Um auch künftig von der Mehrrendite zu profitieren, haben Versicherungen ihre Ressourcen ausgebaut und moderne Kreditbereiche geschaffen. Das darf aber nicht darüber hinwegtäuschen, dass die Margen für durchschnittliche Immobiliendarlehen unter Druck sind. Der Margenrückgang lässt sich nur zum Teil durch Größeneffekte und Kostensynergien kompensieren. Viel wichtiger sind die - teilweise erst auf den zweiten Blick sichtbaren - Vorteile und Nutzungskomponenten, die die Baufinanzierung für das Gesamtunternehmen wertvoll machen.

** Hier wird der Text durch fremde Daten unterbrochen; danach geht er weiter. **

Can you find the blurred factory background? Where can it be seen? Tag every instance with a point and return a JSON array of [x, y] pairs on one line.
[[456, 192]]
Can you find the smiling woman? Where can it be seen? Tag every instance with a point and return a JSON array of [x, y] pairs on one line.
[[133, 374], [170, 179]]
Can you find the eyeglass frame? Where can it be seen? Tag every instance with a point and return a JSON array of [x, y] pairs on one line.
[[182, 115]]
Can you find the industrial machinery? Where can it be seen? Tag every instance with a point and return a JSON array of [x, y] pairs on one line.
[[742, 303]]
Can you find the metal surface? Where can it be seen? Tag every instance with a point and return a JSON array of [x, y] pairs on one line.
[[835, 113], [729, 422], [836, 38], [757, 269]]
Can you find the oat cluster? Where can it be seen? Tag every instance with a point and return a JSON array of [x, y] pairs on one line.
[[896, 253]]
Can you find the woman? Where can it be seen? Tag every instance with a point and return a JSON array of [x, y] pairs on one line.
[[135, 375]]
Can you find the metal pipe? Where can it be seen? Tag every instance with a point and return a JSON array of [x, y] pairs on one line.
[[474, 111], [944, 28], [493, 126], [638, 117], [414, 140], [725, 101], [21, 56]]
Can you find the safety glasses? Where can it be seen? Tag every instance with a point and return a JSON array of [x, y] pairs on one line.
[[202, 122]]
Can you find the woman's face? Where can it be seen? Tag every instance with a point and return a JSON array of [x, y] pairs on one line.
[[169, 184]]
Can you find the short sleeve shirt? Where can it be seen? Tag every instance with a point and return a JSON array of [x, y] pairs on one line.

Erst in der Gesamtsicht der Versicherungsgruppen werden diese deutlich. Dabei spielen die geänderten Rahmenbedingungen der vergangenen Jahre eine wichtige Rolle. Diese im Folgenden als Treiber bezeichneten Entwicklungen haben dazu geführt, dass Baufinanzierungen nicht nur ein fester Bestandteil des Anlageportfolios vieler Versicherer sind, sondern zudem in die strategischen Überlegungen der Häuser integriert wurden.

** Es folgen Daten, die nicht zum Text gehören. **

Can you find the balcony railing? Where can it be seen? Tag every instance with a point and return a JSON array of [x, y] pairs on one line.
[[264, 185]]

Treiber "Lange Laufzeiten": Unbestritten ist, dass wir, seitdem die EZB den Kapitalmarkt mit billigem Geld flutet, in einem Niedrigzinsumfeld mit günstigen Finanzierungsbedingungen und einem Mangel an Anlagemöglichkeiten leben. Der Immobilienmarkt, und hier besonders der für Wohnimmobilien, hat konsequenterweise mit steigenden Immobilienpreisen reagiert.

Starkes Verlangen nach Planungssicherheit

In Deutschland finanzieren Kunden ihre Immobilien traditionell langfristig und mit fixen Konditionen. Diese Präferenz für längere Laufzeiten hat sich über die letzten Jahre nochmals deutlich erhöht. Das mag einerseits daran liegen, dass der Immobilienkäufer - egal, ob selbst zum Wohnen oder als Vermietungsobjekt - deutlich tiefer in die Tasche greifen muss und hierfür Planungssicherheit anstrebt. Andererseits sind die langlaufenden Darlehen erschwinglicher geworden und innerhalb eines angestrebten Kapitaldienstes von vier bis fünf Prozent solide umsetzbar. Während früher eine fünf- oder zehnjährige Zinsbindung Standard war, liegen heute laut Daten von Europace mehr als die Hälfte der Zinsbindungen bei 15 Jahren oder mehr und teilweise bis zu 35 Jahren.

Es ist offensichtlich, dass hier die Versicherer mit ihrem auf Langfristigkeit ausgerichteten Geschäftsmodell Vorteile be sitzen. Die langfristige Bindung spiegelt das Versicherungsportfolio wider und der Verzicht auf Liquidität erfordert keine kostspielige Fristentransformation wie bei Banken. Daher können Versicherer auch Zinsfestschreibungen bis 30 Jahre und mehr anbieten und erzielen langfristig stabile Zinserträge.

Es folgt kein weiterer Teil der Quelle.